Tuesday, December 18, 2007

Electricity (The Big Power Outage)

Yes, we were one of the 250,000+ people in Tulsa, Oklahoma who were without power for the week of December 10. Our power was out for seven days. It was cold, it was annoying, it made us very grateful for our electricity when it came back on Monday December 17 at 1:00 p.m.

This (below) is one of our pin oak trees in the front yard. The branch touching the driveway did eventually snap. It normally hung just above our roofline. Luckily the tree is planted far enough away that it only touched the window.




The kids were amazed by the amount of ice built up, more than they've ever seen in their lives. The basketball goal was stiffly frozen in a windblown position.





The view out of our front window, while beautiful, was also awe-inspiring.






Added - this picture of the aftermath in our back yard. These trees and others along our fenceline - which would normally be standing tall, limbs stretchingyes high into the sky well above the uppermost limit of this photo - account for the greatest part of the tangled mass of limbs now resting on our curbside.





The rain had started Saturday and the ice load on the trees built up slowly for two days. The eerie silence was puntuated by occasional loud cracking all through the night Sunday, and sure enough, our power went off at about 4 am.

Convoys of utility trucks came into town. We waved madly to Ohio crews we passed on the highway, and signaled sign language thank yous to local and Louisiana teams in our neighborhood a few days later.

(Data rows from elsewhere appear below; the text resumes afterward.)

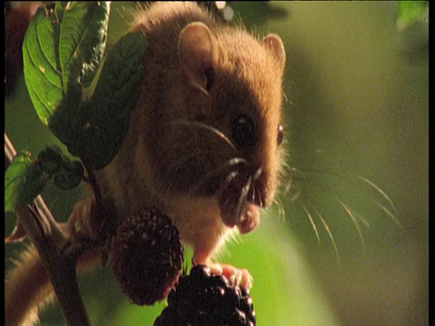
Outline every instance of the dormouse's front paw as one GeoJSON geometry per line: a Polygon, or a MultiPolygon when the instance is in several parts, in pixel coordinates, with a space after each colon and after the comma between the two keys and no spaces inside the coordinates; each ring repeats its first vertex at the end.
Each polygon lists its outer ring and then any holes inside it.
{"type": "Polygon", "coordinates": [[[246,269],[238,269],[230,264],[211,263],[208,266],[212,273],[227,277],[231,285],[242,285],[245,289],[251,289],[254,279],[246,269]]]}
{"type": "Polygon", "coordinates": [[[208,258],[204,258],[198,253],[194,254],[193,263],[197,265],[206,264],[214,274],[224,275],[231,285],[242,285],[246,289],[251,289],[254,279],[246,269],[238,269],[230,264],[212,263],[208,258]]]}
{"type": "Polygon", "coordinates": [[[66,223],[66,231],[77,240],[80,236],[94,239],[98,236],[101,225],[97,225],[97,203],[95,198],[87,197],[77,203],[66,223]]]}

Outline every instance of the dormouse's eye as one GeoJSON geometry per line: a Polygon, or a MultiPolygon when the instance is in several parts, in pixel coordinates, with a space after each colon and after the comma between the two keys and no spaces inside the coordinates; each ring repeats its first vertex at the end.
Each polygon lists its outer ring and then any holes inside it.
{"type": "Polygon", "coordinates": [[[236,144],[242,149],[251,147],[256,141],[256,132],[252,120],[241,114],[233,120],[231,136],[236,144]]]}
{"type": "Polygon", "coordinates": [[[282,125],[278,126],[278,137],[276,138],[276,143],[279,145],[282,144],[284,140],[284,128],[282,125]]]}

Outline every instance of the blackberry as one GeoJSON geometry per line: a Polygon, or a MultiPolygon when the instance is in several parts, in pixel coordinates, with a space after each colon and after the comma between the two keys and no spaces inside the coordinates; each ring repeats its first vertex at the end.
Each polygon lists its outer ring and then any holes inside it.
{"type": "Polygon", "coordinates": [[[178,229],[157,208],[124,218],[111,247],[113,274],[121,291],[139,305],[166,298],[184,260],[178,229]]]}
{"type": "Polygon", "coordinates": [[[154,326],[254,326],[256,313],[249,292],[231,286],[206,265],[182,275],[168,296],[168,306],[154,326]]]}

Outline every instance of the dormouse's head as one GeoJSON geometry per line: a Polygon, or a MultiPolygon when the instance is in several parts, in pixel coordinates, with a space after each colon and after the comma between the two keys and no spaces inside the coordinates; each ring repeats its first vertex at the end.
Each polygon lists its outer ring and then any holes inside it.
{"type": "Polygon", "coordinates": [[[178,60],[182,91],[169,136],[178,163],[164,173],[178,191],[215,197],[224,223],[240,228],[276,191],[283,43],[196,22],[179,34],[178,60]]]}

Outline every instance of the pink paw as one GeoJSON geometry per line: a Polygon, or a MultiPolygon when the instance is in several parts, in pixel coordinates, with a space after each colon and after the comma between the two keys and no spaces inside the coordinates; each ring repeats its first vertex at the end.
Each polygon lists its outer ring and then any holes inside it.
{"type": "Polygon", "coordinates": [[[66,224],[66,230],[73,239],[86,236],[95,239],[100,226],[96,225],[97,203],[93,197],[80,201],[75,206],[66,224]]]}
{"type": "Polygon", "coordinates": [[[224,275],[231,285],[242,285],[245,289],[252,288],[254,279],[246,269],[238,269],[230,264],[211,263],[207,264],[214,274],[224,275]]]}
{"type": "Polygon", "coordinates": [[[237,225],[238,231],[240,231],[242,235],[246,235],[254,230],[259,224],[260,213],[258,212],[258,208],[253,204],[248,204],[242,222],[237,225]]]}

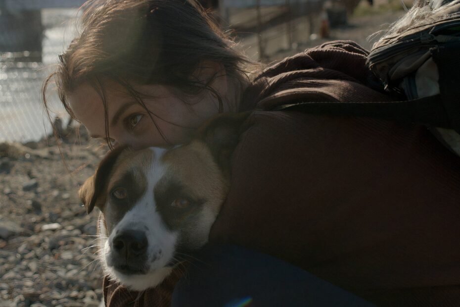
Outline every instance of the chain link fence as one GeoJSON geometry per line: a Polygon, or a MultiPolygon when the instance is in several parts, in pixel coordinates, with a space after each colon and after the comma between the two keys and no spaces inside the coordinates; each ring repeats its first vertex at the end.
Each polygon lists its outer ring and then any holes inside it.
{"type": "MultiPolygon", "coordinates": [[[[45,78],[53,71],[58,54],[68,45],[75,33],[77,13],[77,9],[42,9],[42,51],[1,51],[0,143],[37,141],[51,133],[51,125],[43,106],[42,86],[45,78]]],[[[0,12],[0,46],[11,43],[15,39],[15,34],[23,35],[21,31],[40,30],[7,22],[8,17],[5,11],[0,12]]],[[[7,46],[2,47],[8,49],[7,46]]],[[[31,49],[34,49],[33,46],[31,49]]],[[[53,111],[52,115],[63,116],[65,123],[65,112],[54,92],[52,87],[48,91],[49,105],[53,111]]]]}

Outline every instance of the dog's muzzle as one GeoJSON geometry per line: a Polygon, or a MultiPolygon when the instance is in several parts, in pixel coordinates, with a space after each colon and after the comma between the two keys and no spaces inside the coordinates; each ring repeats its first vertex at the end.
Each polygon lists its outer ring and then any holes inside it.
{"type": "Polygon", "coordinates": [[[125,275],[146,274],[148,241],[143,231],[124,230],[110,242],[111,252],[107,255],[107,264],[125,275]]]}

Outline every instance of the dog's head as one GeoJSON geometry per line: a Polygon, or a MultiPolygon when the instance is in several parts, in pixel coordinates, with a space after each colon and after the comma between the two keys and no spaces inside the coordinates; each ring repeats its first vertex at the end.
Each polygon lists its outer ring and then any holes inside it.
{"type": "Polygon", "coordinates": [[[100,210],[99,252],[107,272],[133,290],[154,287],[181,252],[207,242],[246,117],[220,116],[173,149],[119,148],[102,160],[79,193],[89,213],[100,210]]]}

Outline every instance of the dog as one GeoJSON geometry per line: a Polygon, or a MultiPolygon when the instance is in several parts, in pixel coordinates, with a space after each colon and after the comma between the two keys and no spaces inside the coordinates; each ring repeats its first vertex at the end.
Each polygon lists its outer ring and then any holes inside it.
{"type": "Polygon", "coordinates": [[[107,274],[136,291],[154,287],[184,251],[208,241],[229,189],[230,160],[248,113],[218,116],[171,149],[114,149],[79,193],[97,207],[99,256],[107,274]]]}

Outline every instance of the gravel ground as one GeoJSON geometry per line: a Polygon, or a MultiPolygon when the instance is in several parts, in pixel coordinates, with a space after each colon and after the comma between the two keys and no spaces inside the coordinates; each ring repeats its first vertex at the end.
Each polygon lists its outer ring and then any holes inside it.
{"type": "Polygon", "coordinates": [[[0,144],[0,306],[96,307],[102,271],[95,244],[97,213],[76,191],[104,148],[71,133],[0,144]],[[68,169],[68,170],[66,169],[68,169]]]}
{"type": "MultiPolygon", "coordinates": [[[[365,45],[366,38],[398,14],[351,19],[350,25],[331,30],[331,39],[365,45]]],[[[80,139],[74,130],[62,132],[66,166],[53,137],[0,144],[0,307],[99,304],[102,274],[93,246],[97,213],[86,214],[77,191],[106,147],[80,130],[80,139]]]]}

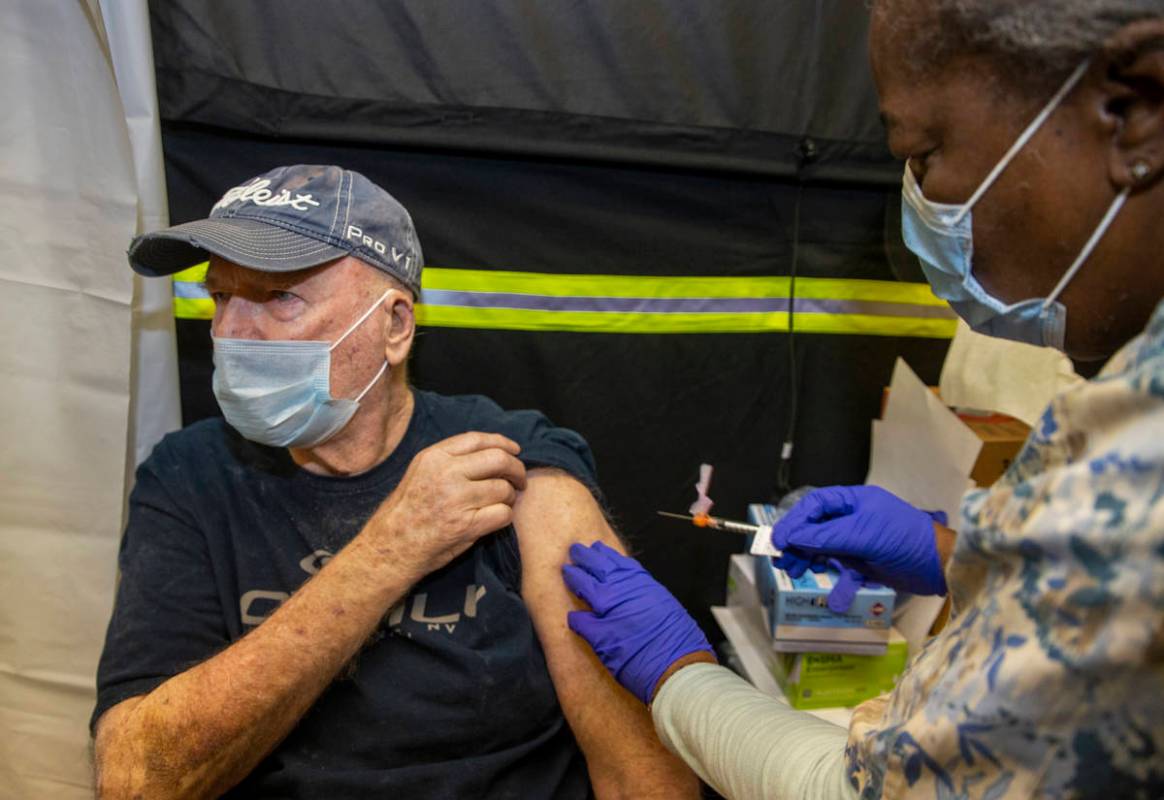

Today I stopped by the local Sears and counted over 50 utility trucks swarmed like bees in the parking lot. Everywhere you go you see stacks of limbs along the roadside, awaiting pick up. Our own front yard is stacked five feet high with limbs all along the entire front curb. Chainsaws buzz and buckets lift men into the sky.

The work continues as some homes still are without power, but the numbers have shrunk considerably. We are very happy to have our power back, and send thankful thoughts to all the workers that have labored tirelessly these long cold days.